I have the same comments about the UT cranks than big bill, I gave drew a thum up because i agree with him in that campagnolo is becoming more and more as shimano. Thats the reason i have not moved off campagnolo 10, i do not see a reason for it, the bad thing is that at some point campagnolo will stop making parts for it specially brifters springs and stuff like that and probably i'll be obligated to migrate to something new.

So far if i have to move i would love to move to a campagnolo electric or some [email protected] like that, the 1st independent sucker able to get a campagnolo electronic shifter simple enough to build it at home will win the lotto big time.


----------



## C-40 (Feb 4, 2004)

*not quite right....*



ultraman6970 said:


> Hey, Im not even that sure but looks to me that the thread size in the crank is almost the same than the one in a regular crank extractor, and knowing campagnolo it could be true also. The darn hole looks big but probably is the same thead size. IF thats the case just put it in, and use the puller and the same time. The extractor will work as the countbearing piece people is talking about.
> 
> Now, that i know of, the power torque thing wont go into carbon, the created it to go into the low end campagnolo stuff and probably to get a platform to test a fix for the clickings and issues u-torque has in the axle. (the only thing campangolo has to do is to send thin spacers with their cranksets or with the cup sets and nobody would be complaining about noises and stuff no more)
> 
> So i doubt this thing will show up in the expensive stuff any day soon.



The power torque crank is made in a carbon version - Centaur. It's cheaper to build the one-piece spindle, but the overall function is no different than the ultra torque soindle. Both require a precise BB shell width and rely on a wave washer to preload the bearings. Campy cranks don't suffer from any problems that can be cured with thin washers and I've never once read of a problem with the hirth joint at the center of the UT spindle. Most problems are the result of improper installations.


----------



## fhfr436 (Nov 13, 2018)

*Simple Solution with Tool I Had on Hand*

I just got a Raleigh Grand Prix travel bike with a full Veloce 2x10 groupset.
I haven't owned or used a Campagnolo piece in 25-years, but I thought I'd keep this groupset since resale prices seem too low to be worth the effort.
However, I changed my mind after understanding this ridiculous PowerTorque crankset design.

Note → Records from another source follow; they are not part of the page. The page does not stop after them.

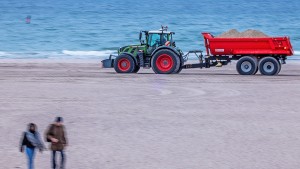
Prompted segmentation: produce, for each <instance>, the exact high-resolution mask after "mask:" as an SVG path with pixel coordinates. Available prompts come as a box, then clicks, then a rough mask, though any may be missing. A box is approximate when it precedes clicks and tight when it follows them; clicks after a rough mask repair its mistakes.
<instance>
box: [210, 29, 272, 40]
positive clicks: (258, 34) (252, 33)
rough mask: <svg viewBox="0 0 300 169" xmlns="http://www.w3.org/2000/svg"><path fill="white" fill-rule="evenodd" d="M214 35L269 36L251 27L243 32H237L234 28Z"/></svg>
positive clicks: (242, 37) (219, 37) (223, 36)
mask: <svg viewBox="0 0 300 169" xmlns="http://www.w3.org/2000/svg"><path fill="white" fill-rule="evenodd" d="M216 37H217V38H259V37H269V36H268V35H266V34H265V33H263V32H261V31H258V30H253V29H248V30H246V31H244V32H239V31H237V30H236V29H231V30H229V31H227V32H224V33H222V34H221V35H218V36H216Z"/></svg>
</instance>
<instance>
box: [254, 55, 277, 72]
mask: <svg viewBox="0 0 300 169" xmlns="http://www.w3.org/2000/svg"><path fill="white" fill-rule="evenodd" d="M258 67H259V71H260V73H261V74H262V75H268V76H272V75H277V74H278V73H279V71H280V69H281V65H280V63H279V62H278V60H276V59H275V58H273V57H265V58H262V59H261V60H260V62H259V66H258Z"/></svg>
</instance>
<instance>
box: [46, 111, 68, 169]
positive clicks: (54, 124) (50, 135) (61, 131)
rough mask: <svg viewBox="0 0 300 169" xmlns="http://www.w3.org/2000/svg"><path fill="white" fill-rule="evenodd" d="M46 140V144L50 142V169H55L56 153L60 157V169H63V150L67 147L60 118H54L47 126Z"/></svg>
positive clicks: (64, 134) (63, 165) (60, 117)
mask: <svg viewBox="0 0 300 169" xmlns="http://www.w3.org/2000/svg"><path fill="white" fill-rule="evenodd" d="M46 139H47V142H51V150H52V168H53V169H57V164H56V153H57V152H58V153H59V154H60V157H61V161H60V169H64V167H65V160H66V157H65V153H64V148H65V147H66V146H67V137H66V129H65V126H64V125H63V118H62V117H56V119H55V122H54V123H53V124H51V125H50V126H49V128H48V130H47V132H46Z"/></svg>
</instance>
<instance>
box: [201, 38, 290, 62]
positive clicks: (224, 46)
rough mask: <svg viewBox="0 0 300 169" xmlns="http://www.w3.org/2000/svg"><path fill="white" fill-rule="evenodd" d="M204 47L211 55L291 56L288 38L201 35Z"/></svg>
mask: <svg viewBox="0 0 300 169" xmlns="http://www.w3.org/2000/svg"><path fill="white" fill-rule="evenodd" d="M202 34H203V36H204V40H205V43H206V44H205V46H206V48H207V51H208V54H209V52H210V53H211V54H212V55H262V54H267V55H287V56H290V55H293V49H292V46H291V44H290V41H289V38H288V37H270V38H269V37H268V38H214V37H213V36H212V35H210V34H209V33H202Z"/></svg>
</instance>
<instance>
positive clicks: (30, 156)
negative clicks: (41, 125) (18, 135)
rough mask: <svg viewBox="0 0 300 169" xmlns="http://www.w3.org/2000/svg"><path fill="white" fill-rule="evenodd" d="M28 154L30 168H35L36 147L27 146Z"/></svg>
mask: <svg viewBox="0 0 300 169" xmlns="http://www.w3.org/2000/svg"><path fill="white" fill-rule="evenodd" d="M26 154H27V157H28V169H33V158H34V148H27V147H26Z"/></svg>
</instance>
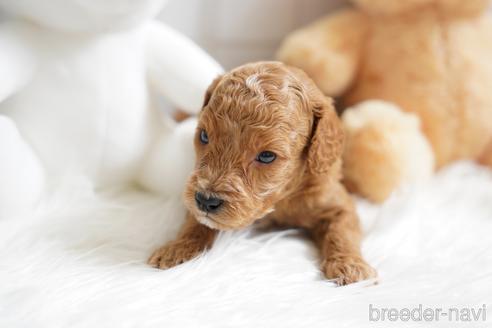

I was able to buy a seemingly decent-quality 14mm 1/2" square-drive bit from HomeDepot mail order for only $4. Like many of you, I thought that the $100 Park Tool crankarm extractor seemed (and apparently is) poorly designed and overly complicated.


I successfully removed the alloy left crankarm with no damage or difficulty using a standard spring-loaded automotive battery terminal clamp puller that I've owned for 25+ years. No modification to the puller was required, unlike the forged pullers I've seen used by others. I simply backed the crank bolt out a few threads, inserted a piece of metal as a shim, then pushed directly against it.
I still think it's a stupid design all-around and will send it to eBay, likely replacing it with Shimano or FSA.


----------